We have examined the materials before the judge, including the depositions of the plaintiff, Berrini, and Consigli. We agree with the result reached by the judge but on a different ground. See Greeley v. Zoning Bd. of Appeals of Framingham, 350 Mass. 549, 551, 215 N.E.2d 791 (1966), quoting from Weidman v. Weidman, 274 Mass. 118, 125, 174 N.E. 206 (1931) (“A correct decision will be sustained even though the ground stated for it may be unsound”); Augat, Inc. v. Liberty Mut. Ins. Co., 410 Mass. 117, 120, 571 N.E.2d 357 (1991) (“We may consider any ground supporting the judgment”). Rather, we conclude that the offer was not a valid, enforceable contract and that the parties intended that the purchase and sale agreement would fill that role.
In McCarthy v. Tobin, 429 Mass. 84, 87, 706 N.E.2d 629 (1999), the Supreme Judicial Court considered the question whether an offer to purchase agreement can constitute a valid enforceable contract. The court ruled that the intent of the parties controls, and if the parties agreed upon all of the essential terms of the transaction in an offer to purchase agreement, it reflected the parties' intention to be bound by that agreement. Ibid.

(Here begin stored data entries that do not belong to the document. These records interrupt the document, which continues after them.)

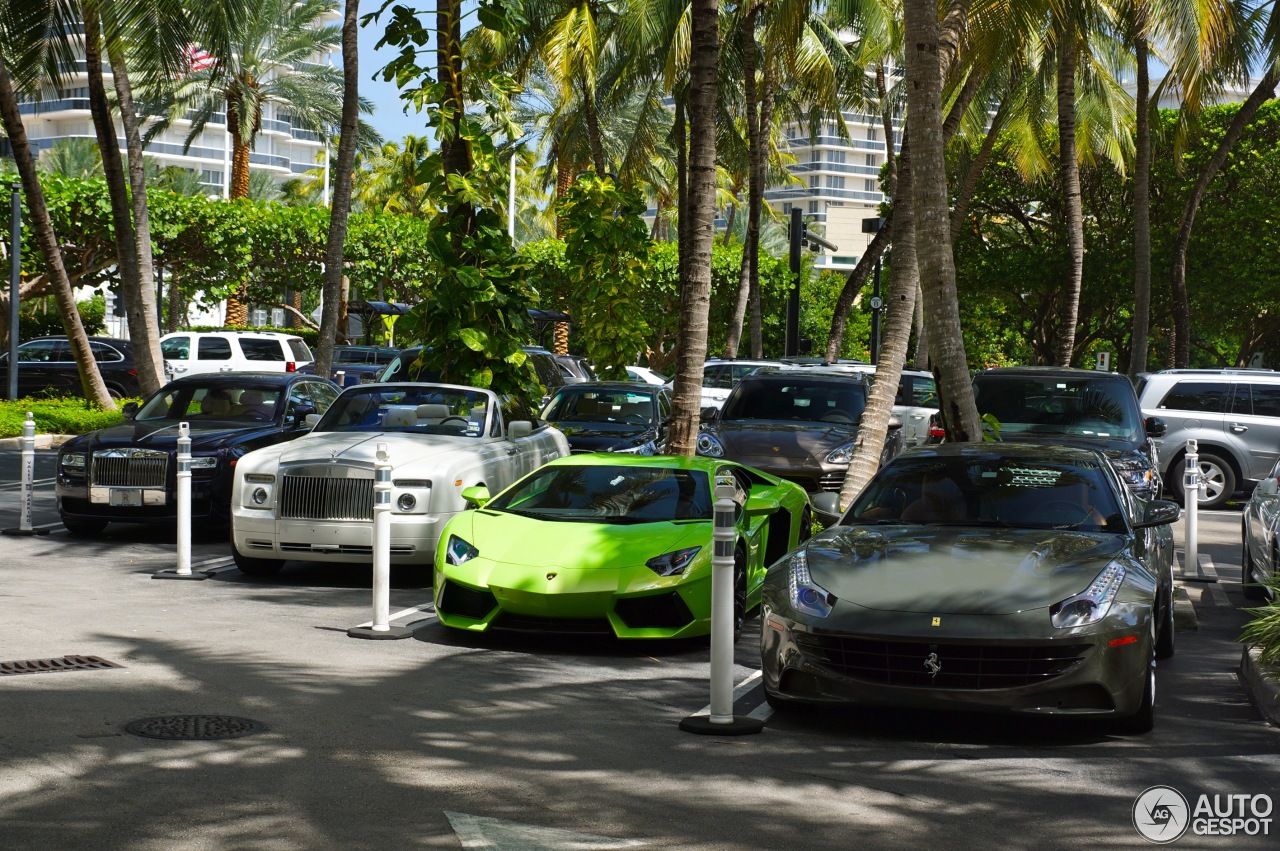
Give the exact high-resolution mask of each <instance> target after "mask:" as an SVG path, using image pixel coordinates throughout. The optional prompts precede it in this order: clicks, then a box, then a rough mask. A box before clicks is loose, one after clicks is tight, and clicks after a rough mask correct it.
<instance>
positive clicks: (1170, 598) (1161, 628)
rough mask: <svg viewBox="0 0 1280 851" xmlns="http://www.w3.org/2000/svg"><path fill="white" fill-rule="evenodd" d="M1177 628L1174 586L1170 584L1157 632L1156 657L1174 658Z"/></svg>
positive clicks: (1168, 658) (1165, 596)
mask: <svg viewBox="0 0 1280 851" xmlns="http://www.w3.org/2000/svg"><path fill="white" fill-rule="evenodd" d="M1176 642H1178V639H1176V630H1175V627H1174V586H1172V585H1170V586H1169V594H1167V595H1166V596H1165V604H1164V605H1162V607H1161V612H1160V630H1158V632H1157V633H1156V658H1157V659H1172V656H1174V651H1175V649H1176Z"/></svg>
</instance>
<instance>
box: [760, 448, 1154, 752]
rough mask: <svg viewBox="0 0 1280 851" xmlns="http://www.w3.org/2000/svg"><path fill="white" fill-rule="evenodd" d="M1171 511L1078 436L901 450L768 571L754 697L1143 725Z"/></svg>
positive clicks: (772, 701)
mask: <svg viewBox="0 0 1280 851" xmlns="http://www.w3.org/2000/svg"><path fill="white" fill-rule="evenodd" d="M1178 514H1179V508H1178V505H1176V503H1170V502H1162V500H1155V502H1146V500H1142V499H1138V498H1135V497H1133V495H1132V493H1130V491H1129V490H1128V489H1126V488H1125V485H1124V482H1121V481H1120V479H1119V477H1117V476H1116V473H1115V471H1114V470H1112V467H1111V465H1110V463H1107V459H1106V458H1105V457H1103V456H1101V454H1098V453H1097V452H1094V450H1092V449H1073V448H1065V447H1046V445H1043V444H1041V445H1028V444H955V445H940V447H927V448H924V447H922V448H916V449H911V450H909V452H906V453H904V454H901V456H899V457H897V458H896V459H895V461H892V462H891V463H890V465H887V466H886V467H883V468H882V470H881V471H879V473H878V475H877V476H876V477H874V479H873V480H872V481H870V484H869V485H868V486H867V488H865V489H864V490H863V493H861V494H860V495H859V498H858V499H856V500H855V503H854V504H852V505H851V507H850V509H849V511H847V512H846V513H845V516H844V517H842V518H841V521H840V523H837V525H836V526H832V527H831V529H828V530H826V531H824V532H822V534H820V535H815V536H814V537H812V539H810V540H809V541H806V543H805V544H804V545H803V546H800V548H799V549H796V550H794V552H792V553H790V554H788V555H786V557H783V558H782V559H780V561H778V562H777V563H774V564H773V566H772V567H771V568H769V572H768V575H767V578H765V582H764V587H763V595H762V605H763V608H762V621H763V630H762V656H763V668H764V671H763V673H764V688H765V695H767V696H768V700H769V703H771V704H772V705H773V706H774V708H790V706H794V705H795V704H840V703H851V704H865V705H882V706H919V708H940V709H941V708H952V709H970V710H996V712H1014V713H1041V714H1061V715H1101V717H1111V718H1115V719H1116V720H1117V722H1119V724H1120V726H1121V727H1123V728H1125V729H1128V731H1132V732H1146V731H1148V729H1151V727H1152V724H1153V720H1155V717H1153V703H1155V688H1156V681H1155V669H1156V659H1157V658H1166V656H1170V655H1172V653H1174V622H1172V555H1174V543H1172V530H1171V529H1170V525H1171V523H1172V522H1174V521H1175V520H1176V518H1178Z"/></svg>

The language in the offer to purchase agreement at issue is similar to the language in the offer to purchase in McCarthy v. Tobin. However, there are important differences between that case and the case at bar. Here, the plaintiff's conduct after he received the signed offer back from Berrini demonstrates his intent with regard to the offer. Prior to the closing date, the plaintiff made no attempt to commence the processes leading to the financing of the purchase or obtaining the variances and curb cut permit described in the offer. In his deposition, the plaintiff stated that those processes cost “thousands of dollars,” and that before he spent the money, he was expecting, and waiting for, a signed purchase and sale agreement. Thus, the plaintiff's conduct demonstrates that he did not intend that the offer be a binding contract-only the signed purchase and sale agreement would fill that role. Furthermore, Berrini's addition of the words “on or before” to the closing date contained in the offer, the clause stating that time was of the essence, and the plaintiff's subsequent request to extend the closing date by three months demonstrate that the parties did not, in fact, agree in the offer upon an essential term-the closing date.
Thus, it is clear from the record that the parties intended the offer to be merely a preliminary step and the purchase and sale agreement to serve as the binding contract. Therefore, the offer was not a valid, enforceable contract, and Berrini was free to sell the property to others. The judge properly granted summary judgment for the defendants.
2. Although not so stated in the judge's memorandum, since the plaintiff did not prevail on his claim for specific performance against Berrini, it follows that his claim for specific performance against the Silvas also failed.
3. Rule 56(c) was amended in 2002, subsequent to the trial court's decision in this case. According to the reporter's notes, “The amendment is merely of the housekeeping variety and no change in practice is intended.” Reporter's Notes to Mass.R.Civ.P. 56(c), Mass. Gen. Laws. Ann., Rules of Civil Procedure, at 888-889 (Lexis Nexis 2003).